More than 1,000 wildfires have been reported to DCNR during this year’s season, which typically stretches from mid-March to mid-May, Stelter said.
Stelter has managed the Cornplanter Forest District since 2008. The district encompasses Venango, Forest, Crawford, Warren and Erie counties.
“We’ve had a lot of firsts this year and that’s not a good thing,” she said.
Stelter said this was the first time the Cornplanter district requested the help of a Bureau of Forestry Type 3 Incident Management Team to fight the Cobham and Hemlock wildfires that burned nearly 500 acres in the Tidioute and Warren areas.

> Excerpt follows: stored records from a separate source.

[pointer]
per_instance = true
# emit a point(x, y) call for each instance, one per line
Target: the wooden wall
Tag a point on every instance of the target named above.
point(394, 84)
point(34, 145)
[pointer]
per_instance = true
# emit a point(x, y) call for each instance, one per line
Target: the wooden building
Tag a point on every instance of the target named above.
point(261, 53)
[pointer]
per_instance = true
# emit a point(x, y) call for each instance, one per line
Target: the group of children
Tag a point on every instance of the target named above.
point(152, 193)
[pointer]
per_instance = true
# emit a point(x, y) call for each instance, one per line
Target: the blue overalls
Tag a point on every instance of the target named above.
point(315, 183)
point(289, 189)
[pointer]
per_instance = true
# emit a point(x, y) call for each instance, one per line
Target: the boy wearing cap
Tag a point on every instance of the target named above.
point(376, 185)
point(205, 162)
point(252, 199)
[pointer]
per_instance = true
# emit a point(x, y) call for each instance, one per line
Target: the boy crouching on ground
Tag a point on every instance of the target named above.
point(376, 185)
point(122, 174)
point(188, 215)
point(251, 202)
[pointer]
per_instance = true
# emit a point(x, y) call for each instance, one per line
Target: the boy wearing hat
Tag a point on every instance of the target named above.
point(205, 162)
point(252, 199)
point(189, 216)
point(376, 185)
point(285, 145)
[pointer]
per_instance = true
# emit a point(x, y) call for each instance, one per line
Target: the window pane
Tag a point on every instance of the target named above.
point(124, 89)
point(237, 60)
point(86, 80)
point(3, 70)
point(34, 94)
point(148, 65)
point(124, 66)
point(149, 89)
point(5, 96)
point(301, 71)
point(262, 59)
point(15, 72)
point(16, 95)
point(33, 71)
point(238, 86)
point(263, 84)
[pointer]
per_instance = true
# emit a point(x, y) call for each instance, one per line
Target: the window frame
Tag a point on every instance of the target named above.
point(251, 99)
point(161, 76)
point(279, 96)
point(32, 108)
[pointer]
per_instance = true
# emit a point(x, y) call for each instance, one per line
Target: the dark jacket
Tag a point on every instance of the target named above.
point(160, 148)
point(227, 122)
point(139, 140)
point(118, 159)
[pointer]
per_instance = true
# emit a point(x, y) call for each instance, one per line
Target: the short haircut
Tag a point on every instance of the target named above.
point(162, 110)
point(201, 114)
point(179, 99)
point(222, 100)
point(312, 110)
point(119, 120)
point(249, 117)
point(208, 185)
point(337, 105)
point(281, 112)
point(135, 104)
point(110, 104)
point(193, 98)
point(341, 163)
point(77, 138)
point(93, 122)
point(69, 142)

The Type 3 team is typically reserved for even larger fires, but Stelter said her small staff and volunteer firefighters were overwhelmed.
“We had a single engine air tanker and we had a helicopter dropping retardant and water on those fires, and it’s the first we had to have two aircraft on a fire,” Stelter said.
Stelter said there is a misconception that Pennsylvania doesn’t have wildfires.
“They’re uncommon, but that doesn’t mean that the smaller wildfires can’t be damaging and deadly,” Stelter said. “In Vennago County someone lost their life that was attributed to a wildfire.”
The April 6 fatal brush fire at a farm near Two Mile Run County Park was the second wildfire-caused death reported in the state this year, Stelter said.
While this was a typical year in terms of acreage burned with 2,500 acres scorched statewide, this year had significantly more fires reported, according to Stelter.
“Usually we maybe see a slight increase (in fires reported), but this year I would say it’s unprecedented,” Stelter said.
One reason there were more fires in the northwest region of the state is because most of the snow had melted by the beginning of March, drying out grass and kicking off the fire season earlier, Stelter said.
She said March also began with less precipitation than normal and spring came with strong and gusty winds.
More than half the fires were started by people burning debris, Stelter said.
“When you pair that human-caused activity with very dry conditions and gusty winds, you get those fires,” Stelter said.
Stelter asked that people take necessary precautions when burning, like keeping fires small and controllable, avoiding burning on windy days, and keeping tools and water nearby, she said.
“And most of all, people need to stay with the fires. If they light it… stay with it,” Stelter said.
“It’s not unusual that we respond to fires that people think are out for a couple days,” Stelter said. “As long as you can’t feel any heat, then you are usually pretty safe.”
Stelter said she asks people to follow these guidelines to keep from adding to fire department’s workloads.
“Why this is important is because the people who are going out and fighting these are the volunteer fire departments,” Stelter said. “Wildfires are just another thing they have to respond to help their community.”
Stelter attended the April gathering of the Venango County Firefighters and Fire Chiefs Association to thank the firefighters for their help battling the wildfires.
“I have a small staff so I am very, very appreciative of the volunteers and that support that they give to us, so I just can’t give enough support to them,” Stelter said.
Stelter said the firefighters were able to contain the large Cobham and Hemlock wildfires with no injuries or damaged structures.
“They didn’t even lose an outhouse,” Stelter said.